A maldição do ROA

JOSÉ MIGUEL PINTO DOS SANTOS 
Observador 06/08/2015

Os rácios são úteis quando usados por adultos. Mas cuidado que há crianças de fato e gravata que acham mais piada a 100% de 1 que a 5% de 100.
Os números não mentem. Somos nós, os homens, quem mentimos com os números. O que embora seja feio, admissivelmente pode ser útil. Mas inútil e estúpido é que nos enganemos a nós próprios com os nossos próprios números. Ironicamente, não são com números imaginários que nos iludimos na gestão empresarial e na administração pública. São com números racionais, uma subcategoria dos números reais. Mais comumente conhecidos como frações ou rácios.
Ninguém negará que ter uma rentabilidade dos ativos mais elevada é bom. Em princípio até pode parecer razoável que quanto mais alta for melhor será. Uma maneira de medir esta rentabilidade é com um rácio financeiro conhecido como “rentabilidade do ativo”, return on assets, ou ROA. Que se calcula dividindo uma medida de rendimento, ou lucro, obtido num período de tempo pelo montante total que uma empresa tem investido em ativos.

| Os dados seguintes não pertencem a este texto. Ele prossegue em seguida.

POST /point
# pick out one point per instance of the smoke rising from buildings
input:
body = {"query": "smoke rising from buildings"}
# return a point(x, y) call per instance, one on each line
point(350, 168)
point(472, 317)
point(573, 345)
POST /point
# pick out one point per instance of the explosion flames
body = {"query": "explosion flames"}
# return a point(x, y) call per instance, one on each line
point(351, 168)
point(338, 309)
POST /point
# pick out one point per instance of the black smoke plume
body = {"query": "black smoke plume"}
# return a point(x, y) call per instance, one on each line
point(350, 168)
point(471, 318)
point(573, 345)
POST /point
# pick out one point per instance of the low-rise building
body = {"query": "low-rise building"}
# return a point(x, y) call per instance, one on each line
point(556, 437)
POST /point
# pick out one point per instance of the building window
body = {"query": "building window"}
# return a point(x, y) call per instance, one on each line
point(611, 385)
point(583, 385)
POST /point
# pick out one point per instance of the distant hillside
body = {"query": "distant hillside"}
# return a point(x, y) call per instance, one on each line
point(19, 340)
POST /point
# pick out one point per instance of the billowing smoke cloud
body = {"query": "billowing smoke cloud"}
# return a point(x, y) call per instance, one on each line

O ROA é usado nas empresas como uma das métricas de gestão. Em algumas é mesmo considerado que a maximização do ROA é um dos objetivos a conseguir. Era este o caso, por exemplo, da Dell nos anos 90. A Dell estabeleceu, nessa altura, a sua reputação como uma empresa inovadora e disruptiva no negócio dos PC para o grande consumo, e ainda por cima muito rentável. Uma maneira de fazer subir o ROA é conseguir mais lucro, o que a Dell conseguiu fazer até ao limite. Mas a partir de certo ponto, num negócio competitivo como o dos PC, tornou-se difícil aumentar o ROA conseguindo mais lucros. Outro modo de aumentar o ROA é diminuindo os ativos. Como? A tática da Dell foi subcontratar. Primeiro subcontratou um componente a uma empresa de Taiwan, depois três, depois dez, depois a montagem, depois a expedição. À medida que ia subcontratando ia podendo reduzir os ativos necessários à produção. O que resultava num denominador do ROA cada mais pequeno e, consequentemente, um valor cada vez mais alto para o rácio. Mas o truque de conseguir rentabilidades cada vez mais altas resultou na empresa se subcontratar completamente para fora deste negócio. O que certamente não estava na estratégia inicial da Dell que, diga-se em seu abono, conseguiu depois, senão prosperar, pelo menos sobreviver noutras linhas de negócio. Mas quem ficou com o negócio original foi a Asus, a subcontratadora Taiwanesa.
Os rácios são úteis quando usados por adultos. Mas cuidado que há crianças de fato e gravata que acham mais piada a 100% de 1 que a 5% de 100.